Real-time analytics on edge devices is also a segment where Big Data and the IoT will continue to converge this year. Edge analytics applications will make it easier to make sense out of real-time data right in the context where it is generated, which is challenging in case of centralized, delayed processing of extremely large amounts of data on cloud servers. IoT technologies and platforms which support edge computing are likely to have good popularity gains this year.
Augmented reality applications powered by IoT
Even though Augmented Reality (AR) is still early in its development for consumer market, it is starting to get some significant footprint in the enterprise. Aecom, an international construction company, is already utilizing Microsoft HoloLens to help design buildings by reviewing complex elements that are impossible to check on 2D screens. In the retail industry, Canadian Tire used AR to create a 200-page printed shopping catalog that allows customers to view additional information, such as videos and reviews, through a smartphone placed over a product image.

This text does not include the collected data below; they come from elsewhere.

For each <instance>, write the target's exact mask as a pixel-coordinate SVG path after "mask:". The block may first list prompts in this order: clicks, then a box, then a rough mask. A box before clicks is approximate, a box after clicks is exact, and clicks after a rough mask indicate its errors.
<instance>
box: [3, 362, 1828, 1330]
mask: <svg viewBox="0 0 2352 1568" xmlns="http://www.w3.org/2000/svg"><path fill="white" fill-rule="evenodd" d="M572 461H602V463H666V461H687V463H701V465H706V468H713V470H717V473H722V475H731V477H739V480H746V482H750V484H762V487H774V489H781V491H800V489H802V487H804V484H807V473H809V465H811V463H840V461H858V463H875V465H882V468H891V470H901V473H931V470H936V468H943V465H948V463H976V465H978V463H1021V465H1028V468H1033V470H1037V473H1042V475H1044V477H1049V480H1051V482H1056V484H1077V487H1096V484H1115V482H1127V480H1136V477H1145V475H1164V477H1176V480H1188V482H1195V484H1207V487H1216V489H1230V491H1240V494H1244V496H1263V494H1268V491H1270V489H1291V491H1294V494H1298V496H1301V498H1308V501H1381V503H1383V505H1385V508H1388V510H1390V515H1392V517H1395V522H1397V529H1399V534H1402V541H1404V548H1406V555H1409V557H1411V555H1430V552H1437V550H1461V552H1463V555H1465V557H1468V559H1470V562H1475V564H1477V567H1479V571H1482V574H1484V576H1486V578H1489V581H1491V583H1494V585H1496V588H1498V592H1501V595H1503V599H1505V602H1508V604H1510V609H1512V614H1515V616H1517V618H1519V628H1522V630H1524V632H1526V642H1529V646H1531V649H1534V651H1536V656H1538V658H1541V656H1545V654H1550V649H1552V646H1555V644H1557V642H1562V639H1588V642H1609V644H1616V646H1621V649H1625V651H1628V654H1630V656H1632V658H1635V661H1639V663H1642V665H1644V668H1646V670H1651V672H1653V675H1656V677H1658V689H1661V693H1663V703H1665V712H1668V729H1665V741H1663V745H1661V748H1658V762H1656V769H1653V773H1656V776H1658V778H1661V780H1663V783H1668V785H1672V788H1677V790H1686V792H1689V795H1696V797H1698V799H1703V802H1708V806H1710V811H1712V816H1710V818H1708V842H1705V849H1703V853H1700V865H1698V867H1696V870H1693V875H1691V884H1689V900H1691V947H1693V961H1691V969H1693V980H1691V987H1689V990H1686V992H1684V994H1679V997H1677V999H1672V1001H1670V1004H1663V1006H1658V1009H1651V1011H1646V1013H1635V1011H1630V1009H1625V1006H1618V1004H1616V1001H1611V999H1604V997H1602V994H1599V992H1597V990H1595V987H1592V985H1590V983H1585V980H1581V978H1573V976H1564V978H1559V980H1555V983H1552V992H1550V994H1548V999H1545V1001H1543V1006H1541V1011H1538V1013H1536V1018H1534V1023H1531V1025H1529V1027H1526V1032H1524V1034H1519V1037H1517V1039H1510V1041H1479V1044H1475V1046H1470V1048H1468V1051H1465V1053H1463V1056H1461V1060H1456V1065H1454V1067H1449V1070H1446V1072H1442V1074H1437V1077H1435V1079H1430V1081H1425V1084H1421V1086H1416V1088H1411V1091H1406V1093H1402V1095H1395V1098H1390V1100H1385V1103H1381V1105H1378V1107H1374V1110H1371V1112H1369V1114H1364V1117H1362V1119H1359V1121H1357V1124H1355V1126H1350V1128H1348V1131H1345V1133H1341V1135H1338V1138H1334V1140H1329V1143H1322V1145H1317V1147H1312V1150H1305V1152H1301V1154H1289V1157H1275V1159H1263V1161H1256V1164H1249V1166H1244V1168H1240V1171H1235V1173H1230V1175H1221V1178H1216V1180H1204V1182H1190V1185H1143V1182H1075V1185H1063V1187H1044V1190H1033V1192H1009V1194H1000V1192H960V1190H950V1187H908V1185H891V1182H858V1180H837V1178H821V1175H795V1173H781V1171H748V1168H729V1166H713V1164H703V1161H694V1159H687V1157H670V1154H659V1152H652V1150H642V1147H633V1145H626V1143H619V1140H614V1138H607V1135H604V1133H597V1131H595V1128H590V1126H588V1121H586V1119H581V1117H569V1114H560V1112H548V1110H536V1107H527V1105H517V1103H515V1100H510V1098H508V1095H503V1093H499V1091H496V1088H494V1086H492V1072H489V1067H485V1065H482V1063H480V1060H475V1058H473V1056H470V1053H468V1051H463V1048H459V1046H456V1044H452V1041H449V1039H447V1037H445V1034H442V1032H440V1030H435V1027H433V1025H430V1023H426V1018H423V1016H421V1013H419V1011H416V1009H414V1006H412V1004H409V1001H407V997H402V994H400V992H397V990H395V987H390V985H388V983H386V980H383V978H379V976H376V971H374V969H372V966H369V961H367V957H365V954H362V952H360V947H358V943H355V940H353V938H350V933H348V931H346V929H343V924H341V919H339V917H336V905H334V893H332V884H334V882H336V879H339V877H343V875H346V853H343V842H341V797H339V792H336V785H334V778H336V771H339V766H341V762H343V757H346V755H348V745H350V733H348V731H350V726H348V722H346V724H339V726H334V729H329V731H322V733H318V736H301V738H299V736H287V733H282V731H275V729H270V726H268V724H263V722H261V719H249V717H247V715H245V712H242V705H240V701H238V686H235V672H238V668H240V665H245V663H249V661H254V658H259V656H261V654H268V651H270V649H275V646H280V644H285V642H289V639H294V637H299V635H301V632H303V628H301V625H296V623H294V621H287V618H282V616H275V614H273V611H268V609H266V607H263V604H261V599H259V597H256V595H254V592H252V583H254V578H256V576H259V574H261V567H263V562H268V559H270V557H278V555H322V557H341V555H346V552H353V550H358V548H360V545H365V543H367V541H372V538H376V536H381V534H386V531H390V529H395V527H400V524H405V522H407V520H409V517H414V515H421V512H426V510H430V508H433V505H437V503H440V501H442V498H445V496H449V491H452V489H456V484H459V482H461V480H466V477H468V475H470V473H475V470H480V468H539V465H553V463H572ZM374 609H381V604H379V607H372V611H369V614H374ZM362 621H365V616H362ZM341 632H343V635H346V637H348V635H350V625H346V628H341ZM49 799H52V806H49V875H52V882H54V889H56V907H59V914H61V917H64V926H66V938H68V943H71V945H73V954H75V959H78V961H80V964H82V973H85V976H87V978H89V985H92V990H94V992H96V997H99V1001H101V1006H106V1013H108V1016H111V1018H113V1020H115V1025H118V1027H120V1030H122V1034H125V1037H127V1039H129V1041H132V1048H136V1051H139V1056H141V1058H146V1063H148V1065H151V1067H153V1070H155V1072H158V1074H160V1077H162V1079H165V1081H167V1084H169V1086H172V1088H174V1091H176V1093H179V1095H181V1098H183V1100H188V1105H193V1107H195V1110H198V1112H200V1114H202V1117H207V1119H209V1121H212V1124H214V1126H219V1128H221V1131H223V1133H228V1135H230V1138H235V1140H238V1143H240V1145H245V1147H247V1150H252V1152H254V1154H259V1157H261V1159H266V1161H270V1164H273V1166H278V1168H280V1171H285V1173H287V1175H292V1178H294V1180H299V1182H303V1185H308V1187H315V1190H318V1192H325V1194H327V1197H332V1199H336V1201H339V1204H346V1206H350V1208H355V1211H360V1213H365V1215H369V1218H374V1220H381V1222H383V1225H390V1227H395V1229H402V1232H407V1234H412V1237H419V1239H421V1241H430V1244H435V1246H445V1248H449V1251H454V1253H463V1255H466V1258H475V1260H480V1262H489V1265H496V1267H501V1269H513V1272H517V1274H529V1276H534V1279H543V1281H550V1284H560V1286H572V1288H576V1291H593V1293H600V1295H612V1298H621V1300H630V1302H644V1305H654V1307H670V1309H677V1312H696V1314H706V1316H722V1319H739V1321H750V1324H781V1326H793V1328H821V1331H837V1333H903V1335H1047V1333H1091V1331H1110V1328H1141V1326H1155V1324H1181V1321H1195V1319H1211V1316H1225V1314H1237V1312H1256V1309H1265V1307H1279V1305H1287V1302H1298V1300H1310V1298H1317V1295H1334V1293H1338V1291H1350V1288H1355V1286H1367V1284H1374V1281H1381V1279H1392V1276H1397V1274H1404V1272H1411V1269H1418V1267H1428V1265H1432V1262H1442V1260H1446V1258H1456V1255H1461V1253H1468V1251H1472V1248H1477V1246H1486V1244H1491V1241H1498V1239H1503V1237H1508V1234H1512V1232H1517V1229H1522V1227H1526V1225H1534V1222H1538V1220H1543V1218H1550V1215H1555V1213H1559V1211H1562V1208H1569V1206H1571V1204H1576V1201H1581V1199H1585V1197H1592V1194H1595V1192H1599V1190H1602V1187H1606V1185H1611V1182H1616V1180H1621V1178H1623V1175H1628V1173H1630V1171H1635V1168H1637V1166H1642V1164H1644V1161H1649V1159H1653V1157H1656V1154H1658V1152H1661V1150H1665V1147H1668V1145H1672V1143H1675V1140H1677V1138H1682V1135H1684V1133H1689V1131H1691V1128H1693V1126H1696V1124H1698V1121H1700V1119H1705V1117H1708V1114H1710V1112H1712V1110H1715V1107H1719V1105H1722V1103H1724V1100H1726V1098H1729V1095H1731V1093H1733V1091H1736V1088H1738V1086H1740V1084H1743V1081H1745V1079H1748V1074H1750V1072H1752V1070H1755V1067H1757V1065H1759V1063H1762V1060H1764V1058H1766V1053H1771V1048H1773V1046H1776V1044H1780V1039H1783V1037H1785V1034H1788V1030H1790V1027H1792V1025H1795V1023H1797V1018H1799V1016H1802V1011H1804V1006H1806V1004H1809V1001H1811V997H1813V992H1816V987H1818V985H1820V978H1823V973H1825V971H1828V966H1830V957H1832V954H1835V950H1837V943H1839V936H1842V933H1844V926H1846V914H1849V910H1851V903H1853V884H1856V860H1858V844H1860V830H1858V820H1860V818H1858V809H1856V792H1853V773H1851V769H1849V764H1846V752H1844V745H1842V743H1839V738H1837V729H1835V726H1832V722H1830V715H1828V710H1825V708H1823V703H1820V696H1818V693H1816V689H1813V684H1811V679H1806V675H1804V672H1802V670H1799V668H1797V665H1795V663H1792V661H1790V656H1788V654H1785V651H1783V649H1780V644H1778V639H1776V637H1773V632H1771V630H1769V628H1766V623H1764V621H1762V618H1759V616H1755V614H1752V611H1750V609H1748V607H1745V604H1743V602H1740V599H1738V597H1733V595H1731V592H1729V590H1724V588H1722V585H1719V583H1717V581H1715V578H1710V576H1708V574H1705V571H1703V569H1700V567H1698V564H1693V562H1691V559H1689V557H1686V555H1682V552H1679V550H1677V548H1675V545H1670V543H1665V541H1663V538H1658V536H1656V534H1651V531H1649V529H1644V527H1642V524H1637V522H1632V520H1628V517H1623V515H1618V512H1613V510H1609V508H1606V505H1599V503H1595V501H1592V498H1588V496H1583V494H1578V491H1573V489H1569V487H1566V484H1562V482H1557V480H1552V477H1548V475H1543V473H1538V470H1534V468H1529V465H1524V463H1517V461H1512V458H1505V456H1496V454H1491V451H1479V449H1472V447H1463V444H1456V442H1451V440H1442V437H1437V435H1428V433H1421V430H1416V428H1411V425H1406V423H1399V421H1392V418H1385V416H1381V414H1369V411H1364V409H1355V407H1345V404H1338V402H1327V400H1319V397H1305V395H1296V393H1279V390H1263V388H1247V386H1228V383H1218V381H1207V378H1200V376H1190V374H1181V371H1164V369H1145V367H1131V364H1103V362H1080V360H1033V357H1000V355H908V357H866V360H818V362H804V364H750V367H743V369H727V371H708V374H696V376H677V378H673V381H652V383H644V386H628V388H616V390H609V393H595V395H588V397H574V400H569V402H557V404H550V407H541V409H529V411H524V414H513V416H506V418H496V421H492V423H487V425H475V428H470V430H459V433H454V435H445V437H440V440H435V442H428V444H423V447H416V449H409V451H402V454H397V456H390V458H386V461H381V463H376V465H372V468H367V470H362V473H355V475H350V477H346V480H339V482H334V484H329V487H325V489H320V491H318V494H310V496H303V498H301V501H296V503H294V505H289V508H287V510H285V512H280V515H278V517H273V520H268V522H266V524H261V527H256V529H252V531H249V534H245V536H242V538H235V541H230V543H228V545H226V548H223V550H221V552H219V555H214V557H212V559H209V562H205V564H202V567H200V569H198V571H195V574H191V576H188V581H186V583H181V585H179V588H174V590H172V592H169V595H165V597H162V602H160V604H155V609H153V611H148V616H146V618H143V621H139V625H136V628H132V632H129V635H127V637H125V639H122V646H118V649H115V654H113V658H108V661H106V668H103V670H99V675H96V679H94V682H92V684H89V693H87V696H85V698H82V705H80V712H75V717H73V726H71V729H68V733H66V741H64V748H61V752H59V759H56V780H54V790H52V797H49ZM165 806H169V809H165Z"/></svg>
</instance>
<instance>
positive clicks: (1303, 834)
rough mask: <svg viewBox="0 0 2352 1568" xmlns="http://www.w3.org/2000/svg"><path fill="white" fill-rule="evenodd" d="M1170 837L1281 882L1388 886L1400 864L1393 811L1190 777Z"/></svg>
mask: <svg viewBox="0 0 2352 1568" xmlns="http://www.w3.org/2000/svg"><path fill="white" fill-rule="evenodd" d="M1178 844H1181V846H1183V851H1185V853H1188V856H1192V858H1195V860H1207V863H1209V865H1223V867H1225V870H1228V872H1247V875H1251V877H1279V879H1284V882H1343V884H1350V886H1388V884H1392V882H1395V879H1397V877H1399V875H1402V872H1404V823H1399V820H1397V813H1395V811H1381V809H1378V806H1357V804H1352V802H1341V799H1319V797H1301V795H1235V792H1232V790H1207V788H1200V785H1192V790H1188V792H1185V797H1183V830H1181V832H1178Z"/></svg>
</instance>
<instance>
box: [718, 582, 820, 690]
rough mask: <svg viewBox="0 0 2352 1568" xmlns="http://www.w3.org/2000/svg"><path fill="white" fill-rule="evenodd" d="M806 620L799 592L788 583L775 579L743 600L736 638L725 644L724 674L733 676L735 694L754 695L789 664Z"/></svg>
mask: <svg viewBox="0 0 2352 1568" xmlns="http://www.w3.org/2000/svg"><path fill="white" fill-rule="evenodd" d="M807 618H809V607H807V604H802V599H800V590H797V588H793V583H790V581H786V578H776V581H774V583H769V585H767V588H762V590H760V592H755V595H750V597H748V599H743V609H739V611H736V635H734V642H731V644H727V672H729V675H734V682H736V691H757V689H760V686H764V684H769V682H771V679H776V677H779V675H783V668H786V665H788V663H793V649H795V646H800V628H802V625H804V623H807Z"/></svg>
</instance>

But AR has even a bigger potential if used in a dynamic environment where new data should be consistently taken into account, and the IoT offers a greenfield of such opportunities. Industrial quality inspection is already considered a mature business case for combined AR and IoT, in which work of operators and field technicians can be largely simplified by overlaying digital prompts on physical equipment. In such scenarios, the efficiency of company’s IoT infrastructure largely defines the possible value of AR applications so the question of AR adoption depends heavily on readiness of IoT platform providers too.
Thus, this year we expect to see not only new headsets, smart glasses, but also how IoT technology vendors are going to address the increasing value of AR in their offerings. PTC, for example, the company behind a proprietary IoT platform ThingWorx, moved into the field with acquisition of Vuforia known for their CAD-integrated 3D visualization software. On the other hand, open-source IoT platforms have a potential advantage here in terms of better customization and integration with a wider array of AR solutions and applications.
On balance, AR remains largely unexplored field but the one with the game-changing potential. Inevitably, it will empower us with better ways to approach complex tasks at work and our daily chores, so we are going to see who will be be bringing this sci-fi reality closer to life this year.